Maria Adebowale-Schwarte (/ˈædɛˌbwɑːlɛˈʃfɑːtə/ AD-eb-WAH-lesh-FAH-tə) is the founding director of Living Space Project. She is a commissioner for the London Sustainable Development Commission and for the English Heritage.

== Early life and education ==
Adebowale-Schwarte studied Organisational Studies at Lancaster University, graduating in 1991. She joined De Montfort University in 1992. She earned a Master's degree in Public International Law from SOAS, University of London in 1996. She holds a postgraduate certificate in architecture and sustainability from the University of East London.

== Career ==
Adebowale-Schwarte served as Commissioner for the UK Sustainable Development Commission. She is concerned about inequality and the environment. She wrote a series of essays for the Joseph Rowntree Foundation about poverty in the UK. She was awarded a London Leader award from then Mayor of London, Boris Johnson, in 2011. She was the Director of the UK Environmental Law Association and remains as a patron.
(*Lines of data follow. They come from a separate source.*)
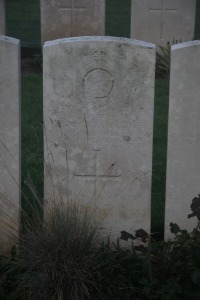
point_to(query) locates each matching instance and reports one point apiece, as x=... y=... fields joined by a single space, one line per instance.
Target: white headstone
x=9 y=139
x=98 y=115
x=67 y=18
x=162 y=21
x=183 y=163
x=2 y=17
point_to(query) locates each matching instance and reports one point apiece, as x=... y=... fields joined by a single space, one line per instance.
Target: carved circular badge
x=95 y=85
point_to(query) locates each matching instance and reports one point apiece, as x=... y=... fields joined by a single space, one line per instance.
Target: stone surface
x=2 y=17
x=162 y=21
x=67 y=18
x=9 y=138
x=98 y=114
x=183 y=164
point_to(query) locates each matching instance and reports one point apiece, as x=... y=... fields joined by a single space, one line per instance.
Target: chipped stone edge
x=100 y=39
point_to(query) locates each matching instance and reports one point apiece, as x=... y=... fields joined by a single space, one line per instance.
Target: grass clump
x=58 y=254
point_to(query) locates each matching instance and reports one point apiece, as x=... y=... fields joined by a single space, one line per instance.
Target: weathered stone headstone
x=98 y=116
x=9 y=139
x=2 y=17
x=162 y=21
x=183 y=163
x=67 y=18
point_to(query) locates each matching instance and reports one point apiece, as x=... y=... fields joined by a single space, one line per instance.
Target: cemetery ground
x=159 y=271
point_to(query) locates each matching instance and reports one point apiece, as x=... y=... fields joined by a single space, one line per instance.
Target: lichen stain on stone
x=103 y=213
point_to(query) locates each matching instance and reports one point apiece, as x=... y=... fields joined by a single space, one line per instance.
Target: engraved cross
x=162 y=11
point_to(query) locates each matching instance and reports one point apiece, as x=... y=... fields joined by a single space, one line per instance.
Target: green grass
x=23 y=21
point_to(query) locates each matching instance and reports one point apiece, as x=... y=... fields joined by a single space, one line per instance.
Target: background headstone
x=98 y=116
x=9 y=139
x=2 y=17
x=183 y=163
x=67 y=18
x=162 y=21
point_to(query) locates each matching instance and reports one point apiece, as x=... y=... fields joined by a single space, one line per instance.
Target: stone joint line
x=96 y=174
x=72 y=7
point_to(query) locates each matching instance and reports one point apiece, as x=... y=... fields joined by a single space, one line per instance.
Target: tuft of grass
x=58 y=254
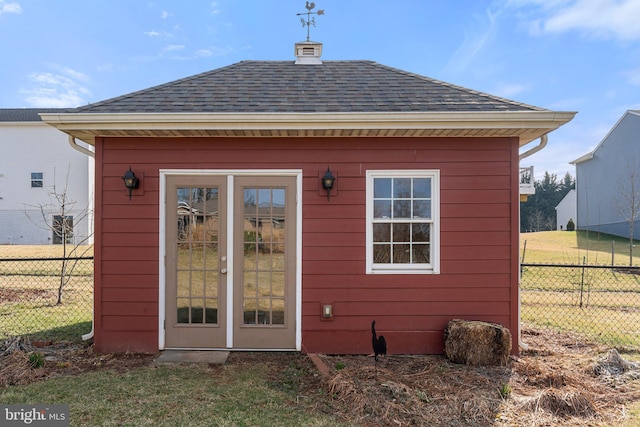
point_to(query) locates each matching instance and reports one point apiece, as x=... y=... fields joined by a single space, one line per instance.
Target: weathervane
x=310 y=19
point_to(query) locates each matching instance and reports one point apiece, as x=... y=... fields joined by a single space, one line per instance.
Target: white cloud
x=475 y=40
x=173 y=47
x=603 y=19
x=509 y=90
x=12 y=7
x=59 y=89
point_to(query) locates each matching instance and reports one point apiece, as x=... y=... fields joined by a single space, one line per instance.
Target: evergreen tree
x=538 y=213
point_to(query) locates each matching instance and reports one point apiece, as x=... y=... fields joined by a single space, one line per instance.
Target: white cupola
x=308 y=53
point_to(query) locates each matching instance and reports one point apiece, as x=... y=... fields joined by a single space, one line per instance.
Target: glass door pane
x=197 y=266
x=264 y=256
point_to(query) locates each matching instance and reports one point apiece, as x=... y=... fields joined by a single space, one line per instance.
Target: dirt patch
x=25 y=295
x=562 y=379
x=18 y=366
x=557 y=381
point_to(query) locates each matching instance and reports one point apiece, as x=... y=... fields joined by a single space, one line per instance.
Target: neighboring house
x=230 y=240
x=604 y=177
x=566 y=210
x=37 y=162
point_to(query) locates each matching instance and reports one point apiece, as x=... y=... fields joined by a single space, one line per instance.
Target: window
x=403 y=223
x=37 y=180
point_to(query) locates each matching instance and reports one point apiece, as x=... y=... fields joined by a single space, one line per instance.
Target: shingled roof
x=329 y=98
x=283 y=87
x=26 y=114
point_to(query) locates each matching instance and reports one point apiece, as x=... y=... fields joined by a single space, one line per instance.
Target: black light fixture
x=130 y=181
x=328 y=180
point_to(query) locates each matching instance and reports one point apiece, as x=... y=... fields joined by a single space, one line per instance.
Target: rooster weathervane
x=311 y=20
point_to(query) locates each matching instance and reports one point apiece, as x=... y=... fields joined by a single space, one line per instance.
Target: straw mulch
x=17 y=356
x=561 y=380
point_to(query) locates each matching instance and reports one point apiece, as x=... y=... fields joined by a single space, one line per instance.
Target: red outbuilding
x=285 y=205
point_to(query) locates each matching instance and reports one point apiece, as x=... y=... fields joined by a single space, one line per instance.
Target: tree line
x=538 y=213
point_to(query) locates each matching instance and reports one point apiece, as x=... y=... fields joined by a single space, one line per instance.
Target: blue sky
x=565 y=55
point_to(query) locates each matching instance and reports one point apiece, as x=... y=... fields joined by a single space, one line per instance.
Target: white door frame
x=230 y=174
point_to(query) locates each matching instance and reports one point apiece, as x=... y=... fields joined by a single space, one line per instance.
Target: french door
x=230 y=279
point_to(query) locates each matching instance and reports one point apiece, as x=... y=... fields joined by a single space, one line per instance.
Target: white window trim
x=434 y=267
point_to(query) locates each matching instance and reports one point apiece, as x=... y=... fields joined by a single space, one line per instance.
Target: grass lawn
x=29 y=293
x=575 y=247
x=603 y=303
x=254 y=392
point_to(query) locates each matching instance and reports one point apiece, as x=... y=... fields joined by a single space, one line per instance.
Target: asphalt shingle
x=283 y=87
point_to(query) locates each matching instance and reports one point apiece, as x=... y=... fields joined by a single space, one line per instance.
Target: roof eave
x=528 y=125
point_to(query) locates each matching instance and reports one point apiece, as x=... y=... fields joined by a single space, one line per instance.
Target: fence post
x=584 y=261
x=613 y=252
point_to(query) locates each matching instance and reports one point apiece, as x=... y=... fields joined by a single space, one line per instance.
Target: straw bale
x=477 y=343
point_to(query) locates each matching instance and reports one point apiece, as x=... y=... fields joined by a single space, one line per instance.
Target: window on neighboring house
x=403 y=221
x=62 y=229
x=37 y=180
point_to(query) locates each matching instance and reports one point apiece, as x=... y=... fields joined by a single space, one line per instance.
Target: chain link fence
x=47 y=299
x=52 y=299
x=600 y=302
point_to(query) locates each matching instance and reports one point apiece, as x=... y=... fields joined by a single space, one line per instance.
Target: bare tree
x=627 y=202
x=56 y=217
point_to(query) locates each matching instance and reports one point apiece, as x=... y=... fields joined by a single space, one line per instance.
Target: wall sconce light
x=327 y=311
x=130 y=181
x=328 y=180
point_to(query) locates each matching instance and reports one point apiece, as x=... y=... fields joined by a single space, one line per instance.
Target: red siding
x=479 y=236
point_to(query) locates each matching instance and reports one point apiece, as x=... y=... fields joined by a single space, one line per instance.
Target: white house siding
x=598 y=174
x=33 y=146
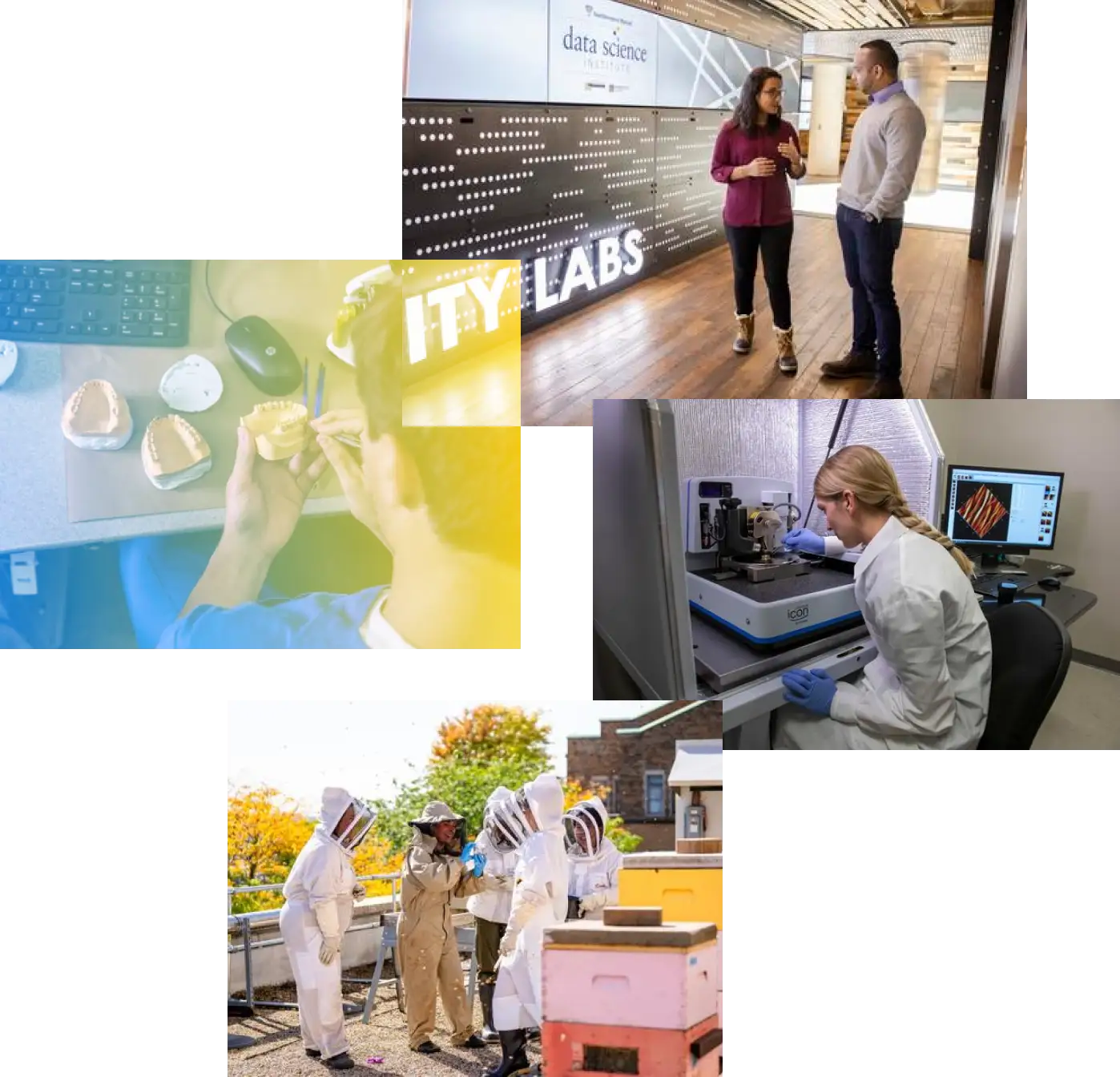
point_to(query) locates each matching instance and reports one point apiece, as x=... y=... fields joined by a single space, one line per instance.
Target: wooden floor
x=671 y=335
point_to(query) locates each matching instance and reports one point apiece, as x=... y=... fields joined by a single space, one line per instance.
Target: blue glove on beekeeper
x=812 y=689
x=473 y=858
x=804 y=542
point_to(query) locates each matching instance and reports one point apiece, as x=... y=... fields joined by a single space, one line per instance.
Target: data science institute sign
x=602 y=53
x=587 y=268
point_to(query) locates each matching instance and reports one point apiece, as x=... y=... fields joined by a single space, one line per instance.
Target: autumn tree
x=264 y=835
x=491 y=733
x=484 y=748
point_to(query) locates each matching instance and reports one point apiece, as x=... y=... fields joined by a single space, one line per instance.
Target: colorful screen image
x=984 y=509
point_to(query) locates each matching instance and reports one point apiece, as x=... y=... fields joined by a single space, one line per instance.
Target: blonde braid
x=904 y=514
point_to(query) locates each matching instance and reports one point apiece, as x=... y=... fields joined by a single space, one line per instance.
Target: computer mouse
x=264 y=356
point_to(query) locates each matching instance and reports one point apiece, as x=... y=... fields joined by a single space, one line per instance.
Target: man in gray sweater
x=886 y=147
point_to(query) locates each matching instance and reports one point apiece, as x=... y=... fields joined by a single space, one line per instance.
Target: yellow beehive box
x=688 y=886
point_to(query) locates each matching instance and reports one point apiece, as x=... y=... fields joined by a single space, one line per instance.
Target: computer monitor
x=993 y=511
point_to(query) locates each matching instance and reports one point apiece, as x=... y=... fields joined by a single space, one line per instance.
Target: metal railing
x=244 y=924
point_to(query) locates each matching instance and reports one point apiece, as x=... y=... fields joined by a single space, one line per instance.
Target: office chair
x=1030 y=652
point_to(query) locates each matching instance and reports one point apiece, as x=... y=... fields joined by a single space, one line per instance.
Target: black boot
x=486 y=997
x=514 y=1059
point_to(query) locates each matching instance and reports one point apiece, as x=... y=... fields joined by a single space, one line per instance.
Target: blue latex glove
x=804 y=542
x=474 y=860
x=812 y=689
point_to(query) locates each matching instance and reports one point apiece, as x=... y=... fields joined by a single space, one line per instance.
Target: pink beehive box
x=652 y=978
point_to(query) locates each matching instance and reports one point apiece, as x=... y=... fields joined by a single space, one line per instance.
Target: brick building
x=633 y=759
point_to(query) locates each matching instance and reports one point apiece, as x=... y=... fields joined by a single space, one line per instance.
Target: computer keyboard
x=988 y=583
x=107 y=301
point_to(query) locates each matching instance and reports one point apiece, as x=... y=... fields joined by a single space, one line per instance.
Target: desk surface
x=728 y=664
x=1067 y=603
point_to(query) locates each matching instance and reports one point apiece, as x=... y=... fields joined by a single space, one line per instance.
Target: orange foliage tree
x=264 y=835
x=492 y=733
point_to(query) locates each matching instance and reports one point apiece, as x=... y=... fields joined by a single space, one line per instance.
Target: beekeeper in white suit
x=594 y=860
x=320 y=897
x=491 y=909
x=532 y=818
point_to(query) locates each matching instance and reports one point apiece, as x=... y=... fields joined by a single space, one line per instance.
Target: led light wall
x=591 y=171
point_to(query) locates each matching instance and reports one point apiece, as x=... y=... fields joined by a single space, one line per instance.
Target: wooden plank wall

In 2013 Adebowale-Schwarte founded the think tank Living Space Project. which specialises in projects that focus on urban green spaces. She was inspired by the Calouste Gulbenkian Foundation to develop a Living Space Project academy that supports all industries to make green jobs across London. In 2014 she was awarded a Clore Social Leadership Environment Fellowship. In July 2016 she was appointed by the Secretary of State for Environment, Food and Rural Affairs as the natural environment lead for the Board of the Environment Agency. In 2017 Adebowale-Schwarte was appointed by Sadiq Khan to be a commissioner on the London Sustainable Development Commission, working to identify ways to improve and protect Londoner's quality of life. She published The Placemaking Factor in 2017. The book examines how we define placemaking and the environment.

She has been an advisor for the Big Lottery Fund, Nesta, National Heritage Memorial Fund and Artists' Project Earth. She is a member of the Women's Environmental Network. She is an affiliate member of the Royal Institute of British Architects and a Fellow of the Royal Society of Arts. She is a senior fellow for the Project for Public Spaces and coordinates their philanthropy, grants and funding program. She took part in the Amsterdam Placemaking Week in 2017. In 2018 she was appointed as a trustee of the board of the National Heritage Memorial Fund. She spoke at the 2017 Women of the World Festival and the 2018 TEDxLondon. She is included in the UK Who's Who.